Updated June 8, 2017 - 6:05 pm

Former Crazy Horse Too strip club owner Rick Rizzolo, whose business endeavors and financial habits have been scrutinized by federal authorities for over two decades, pleaded guilty Thursday to a single count of felony tax evasion.

A notorious businessman with suspected mob ties, Rizzolo admitted in federal court to evading $1.7 million in employment taxes on wages paid over a decade ago — during the peak of his casino high-rolling days, when authorities suspected he was running an extortion racket out of his downtown topless cabaret.

The admission of guilt marks the second time in the last 11 years that the former strip club magnate has reached a deal with federal prosecutors to settle pending charges. If his legal troubles have had a common theme, it is that he has long been accused of engaging in criminal activity far more serious than his convictions suggest.

In 2006, he was the central target in a federal racketeering investigation that focused on the Crazy Horse Too. But after a decade of FBI efforts, Rizzolo walked away with a single felony tax conviction, a one-year-and-one-day prison sentence, and an agreement to quit the strip club business that for so long had funded his lavish lifestyle.

He also was ordered to pay $10 million in restitution to a Kansas tourist, Kirk Henry, whose neck was snapped in the Crazy Horse Too parking lot after he accused the club of padding an $8 bar tab. When Henry died this year, Rizzolo still owed him $8.8 million in restitution.

The infamous heydays of the now-shuttered Crazy Horse Too were revisited briefly in federal court Thursday, when U.S. District Judge Gloria Navarro reviewed the terms of the plea agreement.

Between the years 2000 and 2002, Rizzolo evaded the payment of $1.7 million in employment taxes. He did so by providing supplemental cash wages to floormen, bouncers, bartenders, and shift managers — strip club employees characterized in prior legal filings as henchmen who hustled patrons.
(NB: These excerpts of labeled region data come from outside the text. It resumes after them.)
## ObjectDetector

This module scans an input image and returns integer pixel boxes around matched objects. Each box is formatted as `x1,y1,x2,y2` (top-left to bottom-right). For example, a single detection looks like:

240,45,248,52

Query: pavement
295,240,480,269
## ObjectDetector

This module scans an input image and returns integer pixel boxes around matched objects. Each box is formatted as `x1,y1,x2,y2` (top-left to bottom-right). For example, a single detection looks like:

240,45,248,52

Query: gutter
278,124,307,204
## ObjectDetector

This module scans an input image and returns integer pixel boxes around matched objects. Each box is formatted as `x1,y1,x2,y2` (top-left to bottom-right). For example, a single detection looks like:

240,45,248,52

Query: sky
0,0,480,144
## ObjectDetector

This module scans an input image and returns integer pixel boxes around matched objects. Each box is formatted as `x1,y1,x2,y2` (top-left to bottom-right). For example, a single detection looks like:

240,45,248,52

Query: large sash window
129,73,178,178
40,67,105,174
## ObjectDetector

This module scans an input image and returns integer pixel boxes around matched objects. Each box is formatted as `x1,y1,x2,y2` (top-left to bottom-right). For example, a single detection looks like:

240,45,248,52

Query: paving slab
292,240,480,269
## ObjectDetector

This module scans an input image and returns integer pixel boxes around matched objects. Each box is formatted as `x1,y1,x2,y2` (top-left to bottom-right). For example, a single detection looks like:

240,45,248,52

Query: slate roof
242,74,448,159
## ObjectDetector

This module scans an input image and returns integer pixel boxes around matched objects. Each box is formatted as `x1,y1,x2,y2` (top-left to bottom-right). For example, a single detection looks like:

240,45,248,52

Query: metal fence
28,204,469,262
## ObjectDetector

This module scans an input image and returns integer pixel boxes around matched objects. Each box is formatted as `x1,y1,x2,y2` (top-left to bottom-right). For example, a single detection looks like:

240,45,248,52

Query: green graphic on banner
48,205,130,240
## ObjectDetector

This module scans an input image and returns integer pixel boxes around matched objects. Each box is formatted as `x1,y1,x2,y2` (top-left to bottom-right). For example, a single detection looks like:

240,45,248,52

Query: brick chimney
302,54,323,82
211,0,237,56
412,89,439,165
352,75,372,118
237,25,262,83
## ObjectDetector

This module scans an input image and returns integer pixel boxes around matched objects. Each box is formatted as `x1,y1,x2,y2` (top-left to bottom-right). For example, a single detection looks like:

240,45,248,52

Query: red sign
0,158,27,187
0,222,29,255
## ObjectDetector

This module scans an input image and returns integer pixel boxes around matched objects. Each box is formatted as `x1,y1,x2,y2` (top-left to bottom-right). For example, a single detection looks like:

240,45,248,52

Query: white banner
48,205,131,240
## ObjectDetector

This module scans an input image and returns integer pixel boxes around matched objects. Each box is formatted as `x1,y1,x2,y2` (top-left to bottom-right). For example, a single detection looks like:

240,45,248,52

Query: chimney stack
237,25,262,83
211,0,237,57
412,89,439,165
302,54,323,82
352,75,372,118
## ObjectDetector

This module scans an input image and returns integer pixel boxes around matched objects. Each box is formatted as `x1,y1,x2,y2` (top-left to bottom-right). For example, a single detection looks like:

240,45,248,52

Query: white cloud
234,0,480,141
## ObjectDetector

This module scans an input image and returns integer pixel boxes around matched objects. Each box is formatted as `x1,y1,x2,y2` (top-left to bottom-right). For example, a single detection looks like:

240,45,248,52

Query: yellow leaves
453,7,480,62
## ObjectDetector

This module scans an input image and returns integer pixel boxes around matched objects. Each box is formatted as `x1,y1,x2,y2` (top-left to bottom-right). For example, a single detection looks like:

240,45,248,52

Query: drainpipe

He hid those cash payments from the topless club’s bookkeepers.

In pleading guilty, Rizzolo also admitted to hiding income and assets from the IRS after he was ordered to pay the $10 million in restitution to Henry.

After the 2006 conviction, he took $900,000 he received from the sale of the Crazy Horse Too and sent it to an offshore bank account in the Cook Islands. He also wrote a $50,000 check to another person — who subsequently returned the funds to him — in order to avoid an IRS levy and seizure. He lied to an IRS collections attorney, whom he told he had no income or assets and no ability to pay the taxes he owed.

The charge to which Rizzolo pleaded guilty carries a maximum statutory sentence of five years. Defense attorneys and federal prosecutors negotiated a two-year prison sentence and a restitution amount of $2.6 million, to be paid to the IRS. The deal allows Rizzolo, 58, to withdraw his plea if the court does not accept the sentencing terms included in the agreement. Navarro scheduled sentencing for Sept. 15.